A growing percentage of Berklee site visitors arrive via Facebook and other social-media sites, which challenges us to actively manage our presence in these environments. Berklee’s main Facebook page boasts more than 14,000 individuals who “like” our site. Berklee’s site also features targeted pages for summer and other programs. Likewise, there’s a maturing Berklee presence on Twitter and YouTube with contributors from throughout the college. Overall, we have produced more than 250 short video features over the past few years.

Many visit the Berklee Wikipedia entry, and we closely monitor Berklee’s presence throughout this online user-written and edited encyclopedia. Many alumni have Facebook accounts or entries in Wikipedia. Referencing your Berklee connection on these pages will help expand the reach of the Berklee message to prospective students.

There is much more we can do to augment Berklee’s presence in these various new media. On numerous social sites, prospective students and their parents share information about college choice. This content can be valuable; families benefit from hearing a range of opinions rather than relying solely on a college for information. But there can be misinformation as well, and we need to learn how to effectively communicate in these spaces. We also need a strategy for the monumental task of communicating in other languages. Berklee’s Office of Admissions has entered this sphere by enlisting student bloggers who communicate in their native tongues. Another area of opportunity for us is Web application development. Our community of educators has the skill to produce some impressive tools. Suggestions are welcome.

Talented young musicians throughout the globe encounter our stories and people on the Web, and through them they discover our fulltime, summer, and online programs. But our Web activity is not what first attracts students to Berklee. Most who attend report that they first heard about Berklee from friends, teachers, or Berklee alumni. And thanks to alumni who tell the Berklee story and the inspired work of our enrollment, media relations, communications, marketing, and audition teams, interest in a Berklee education is at an all-time high.

As we expand our communications into new channels and applications, newer ones emerge and others fade. In June, we introduced an iPhone app featuring Berklee news, events, and multimedia. We had more than 10,000 downloads within the first two weeks of its release. But alongside this success, the need to adapt it for other platforms becomes a timely consideration. And MySpace, for example—once a valuable place for a Berklee presence—has become far less so compared with Facebook.
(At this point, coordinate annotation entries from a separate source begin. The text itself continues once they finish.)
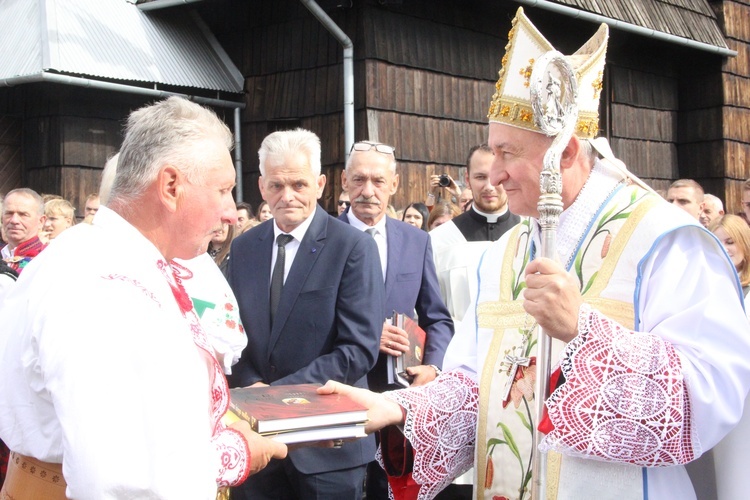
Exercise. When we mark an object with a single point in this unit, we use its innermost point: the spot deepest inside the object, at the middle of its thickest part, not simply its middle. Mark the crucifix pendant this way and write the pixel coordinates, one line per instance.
(515, 363)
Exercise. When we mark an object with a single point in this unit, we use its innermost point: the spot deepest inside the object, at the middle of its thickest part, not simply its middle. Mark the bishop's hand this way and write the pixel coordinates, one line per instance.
(381, 412)
(552, 298)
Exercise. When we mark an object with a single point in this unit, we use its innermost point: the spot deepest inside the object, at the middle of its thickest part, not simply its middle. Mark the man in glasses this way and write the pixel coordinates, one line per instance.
(343, 202)
(325, 321)
(411, 284)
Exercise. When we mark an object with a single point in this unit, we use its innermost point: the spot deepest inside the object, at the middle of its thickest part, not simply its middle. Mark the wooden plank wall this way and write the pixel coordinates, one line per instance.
(735, 83)
(643, 123)
(69, 135)
(429, 68)
(11, 160)
(428, 87)
(420, 85)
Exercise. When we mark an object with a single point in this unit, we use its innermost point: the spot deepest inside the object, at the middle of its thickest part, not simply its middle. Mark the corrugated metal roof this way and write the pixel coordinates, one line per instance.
(112, 39)
(691, 19)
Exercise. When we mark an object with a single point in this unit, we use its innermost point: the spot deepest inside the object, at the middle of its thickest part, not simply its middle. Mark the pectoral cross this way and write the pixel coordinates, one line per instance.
(515, 361)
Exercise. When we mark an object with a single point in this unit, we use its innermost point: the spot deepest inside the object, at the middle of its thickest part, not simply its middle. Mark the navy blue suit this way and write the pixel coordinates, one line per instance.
(411, 285)
(327, 325)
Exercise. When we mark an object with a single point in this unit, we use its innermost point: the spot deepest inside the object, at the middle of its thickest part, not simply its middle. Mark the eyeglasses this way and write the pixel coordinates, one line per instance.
(366, 146)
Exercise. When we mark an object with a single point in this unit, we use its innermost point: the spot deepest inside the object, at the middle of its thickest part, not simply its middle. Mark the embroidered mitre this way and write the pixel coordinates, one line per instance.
(511, 103)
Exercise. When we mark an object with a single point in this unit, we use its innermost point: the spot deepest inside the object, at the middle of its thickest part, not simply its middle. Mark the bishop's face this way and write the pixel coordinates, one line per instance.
(517, 164)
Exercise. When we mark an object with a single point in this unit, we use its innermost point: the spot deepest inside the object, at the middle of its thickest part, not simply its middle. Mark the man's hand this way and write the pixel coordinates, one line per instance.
(262, 450)
(381, 412)
(393, 340)
(553, 298)
(422, 374)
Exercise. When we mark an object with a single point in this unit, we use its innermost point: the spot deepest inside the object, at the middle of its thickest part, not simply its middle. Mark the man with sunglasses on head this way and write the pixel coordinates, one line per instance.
(408, 271)
(343, 202)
It’s possible to imagine that the next social-media model will center on shared interests. Berkleemusic.com has built a music-centered community that now has thousands of registered users, which will likely become a valuable network for students and alumni. It’s also possible to imagine Green Line newspapers, cell phones, and smart devices converging in a tablet like the iPad, where information management is as easy as taking the T. But before you know it, something newer will come along, and the Berklee story will appear there too.